The Federal Bank has created a startup fund with an initial corpus of Rs 25 crore, which the bank mentions is scalable. The bank intends to invest in startups in sectors like digital financial services, biotech, hi-tech farming, healthcare, logistics, ecommerce etc.

According to the Federal Bank, it will focus on projects in Kerala and Gujarat initially, before funding startups in other states. However, it’s not yet clear if the bank will provide seed funding or fund startups looking to raise further funding. Given that the size of the fund is currently only Rs 25 crore (~ $3.8 million), it’s likely the bank will focus on providing seed funding rather than investing heavily in subsequent rounds.

Note that in March this year, Federal Bank had entered into a partnership with Startup Village and MobME wireless in Kerala to launch the FinTech Accelerator Programme. This program would involve the bank providing startups with access to APIs and other resources, to develop apps in financial technology.
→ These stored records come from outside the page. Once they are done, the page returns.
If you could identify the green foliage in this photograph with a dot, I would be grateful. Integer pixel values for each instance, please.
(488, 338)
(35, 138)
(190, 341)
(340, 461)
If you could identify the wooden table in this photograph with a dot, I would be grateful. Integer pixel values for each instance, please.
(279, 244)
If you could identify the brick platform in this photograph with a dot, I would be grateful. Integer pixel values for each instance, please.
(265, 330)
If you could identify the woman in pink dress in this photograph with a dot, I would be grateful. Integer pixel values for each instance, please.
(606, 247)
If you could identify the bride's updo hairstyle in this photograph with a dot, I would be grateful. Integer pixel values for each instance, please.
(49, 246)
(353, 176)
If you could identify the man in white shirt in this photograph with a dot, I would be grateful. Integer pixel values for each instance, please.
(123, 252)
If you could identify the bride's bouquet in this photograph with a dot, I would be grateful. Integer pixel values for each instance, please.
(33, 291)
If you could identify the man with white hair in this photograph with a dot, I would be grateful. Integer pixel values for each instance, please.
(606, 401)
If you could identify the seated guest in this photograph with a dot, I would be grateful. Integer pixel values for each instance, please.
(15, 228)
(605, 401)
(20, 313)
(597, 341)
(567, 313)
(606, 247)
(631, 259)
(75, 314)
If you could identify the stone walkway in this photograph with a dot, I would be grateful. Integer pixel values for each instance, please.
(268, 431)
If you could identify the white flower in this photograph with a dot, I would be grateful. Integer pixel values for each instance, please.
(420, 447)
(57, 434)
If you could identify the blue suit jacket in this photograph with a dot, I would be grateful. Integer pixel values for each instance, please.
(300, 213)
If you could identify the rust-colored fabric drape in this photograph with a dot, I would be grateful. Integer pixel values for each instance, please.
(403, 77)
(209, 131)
Interestingly, at the end of the accelerator period the startups could demo their products to Federal Bank, MobME, VCs and angel investors. We imagine the bank could use the current fund to fund some of the startups in this accelerator, although one must note that the bank specifically mentions that it will invest in startups outside the financial sector as well.

Banks investing in startups:

– In June, online printing solutions provider Printland raised an undisclosed amount of funding from SIDBI Venture Capital, a fully owned subsidiary of Small Industries Development Bank of India (SIDBI). The platform had previously raised Rs 5 crore in debt and equity also from SIDBI and existing investors Evista Venture Capital and Sanjeev Kakar in September 2013.

– In May, CarDekho raised an undisclosed amount of investment from HDFC Bank, a little over three months after raising Series B funding worth $50 million. The bank has invested in other startups as well, like mPOS solution Mosambee, that raised around $1 million from SIDBI back in 2013.